Key Takeaways

  • The global economy didn’t gradually shift — it flipped. Most people never noticed.
  • The U.S. isn’t the center of the business world anymore. Your strategy might still assume it is.
  • Asia already won scale. The next shift is already underway.
  • Africa isn’t a future opportunity — it’s an early one.
  • The biggest advantage right now isn’t capital — it’s perspective.
  • Most businesses are competing in a fraction of the real market.
  • The diaspora is starting to move. Most haven’t caught up yet.
  • The question isn’t whether the world changed — it’s whether you did.

What Did We Miss

The most consequential economic shift of the last two centuries happened around the year 2000. And most of Black America — most of America, period — missed it entirely.

That was the year Asia's combined economic output crossed Western output in purchasing power parity terms. Two hundred years of unchallenged Western dominance, over.

Not declining.

Over.

And the American political class — the policymakers, the pundits, the people who set the terms of the economy you're building your business inside — still hasn't caught up.

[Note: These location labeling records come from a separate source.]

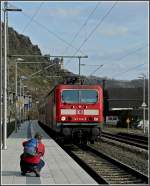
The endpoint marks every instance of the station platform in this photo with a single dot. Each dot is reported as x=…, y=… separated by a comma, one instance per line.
x=59, y=167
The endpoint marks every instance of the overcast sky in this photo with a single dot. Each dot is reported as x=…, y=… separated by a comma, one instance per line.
x=112, y=34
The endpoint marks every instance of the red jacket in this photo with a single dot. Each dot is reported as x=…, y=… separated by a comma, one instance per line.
x=35, y=159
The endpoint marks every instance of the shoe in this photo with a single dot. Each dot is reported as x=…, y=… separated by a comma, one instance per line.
x=37, y=172
x=23, y=173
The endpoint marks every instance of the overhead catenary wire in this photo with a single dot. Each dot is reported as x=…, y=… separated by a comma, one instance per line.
x=128, y=54
x=49, y=31
x=130, y=69
x=34, y=15
x=83, y=25
x=95, y=28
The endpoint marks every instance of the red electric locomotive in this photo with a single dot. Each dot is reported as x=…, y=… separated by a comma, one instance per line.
x=74, y=112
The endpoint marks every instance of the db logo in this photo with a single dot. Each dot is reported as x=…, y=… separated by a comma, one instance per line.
x=80, y=112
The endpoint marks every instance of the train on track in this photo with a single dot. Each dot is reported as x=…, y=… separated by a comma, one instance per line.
x=73, y=112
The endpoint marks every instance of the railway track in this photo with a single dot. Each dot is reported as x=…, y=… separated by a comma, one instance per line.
x=138, y=141
x=104, y=169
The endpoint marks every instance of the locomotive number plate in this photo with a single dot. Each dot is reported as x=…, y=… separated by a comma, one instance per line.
x=80, y=112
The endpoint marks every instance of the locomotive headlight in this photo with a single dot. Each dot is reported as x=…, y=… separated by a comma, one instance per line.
x=95, y=119
x=63, y=118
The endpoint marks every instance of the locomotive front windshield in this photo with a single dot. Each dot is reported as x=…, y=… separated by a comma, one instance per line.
x=79, y=96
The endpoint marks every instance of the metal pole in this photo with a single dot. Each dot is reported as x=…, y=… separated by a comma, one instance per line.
x=23, y=104
x=20, y=100
x=79, y=70
x=16, y=101
x=5, y=79
x=144, y=103
x=1, y=90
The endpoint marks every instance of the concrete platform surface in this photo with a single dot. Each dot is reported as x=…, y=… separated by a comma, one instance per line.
x=59, y=167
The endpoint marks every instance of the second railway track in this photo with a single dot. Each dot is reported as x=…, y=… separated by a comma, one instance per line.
x=131, y=140
x=104, y=169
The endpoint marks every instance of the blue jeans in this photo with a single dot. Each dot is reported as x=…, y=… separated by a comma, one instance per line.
x=31, y=167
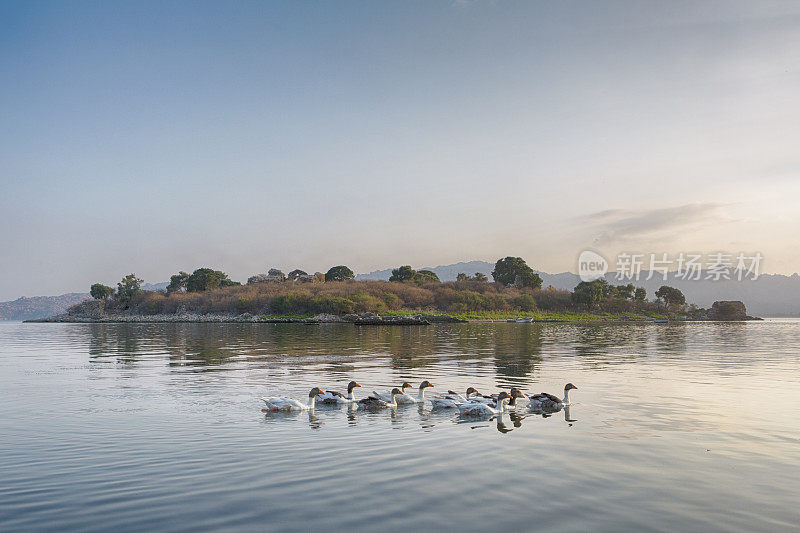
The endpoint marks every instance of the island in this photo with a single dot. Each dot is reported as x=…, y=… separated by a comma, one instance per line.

Jeffrey Sachs, one of the most cited economists on the planet, laid this out at Fudan University in January. The numbers are not subtle. Asia now produces 50% of the world's economic output, up from 18% in 1950.

The United States accounts for just 14% of global output and roughly 12% of world trade.

China has overtaken the U.S. as the world's largest economy in purchasing power parity terms — it's approximately 30% larger — and has been since about 2016.

Read that again.

The U.S. is 14% of the world economy. Not 50. Not 40. Fourteen.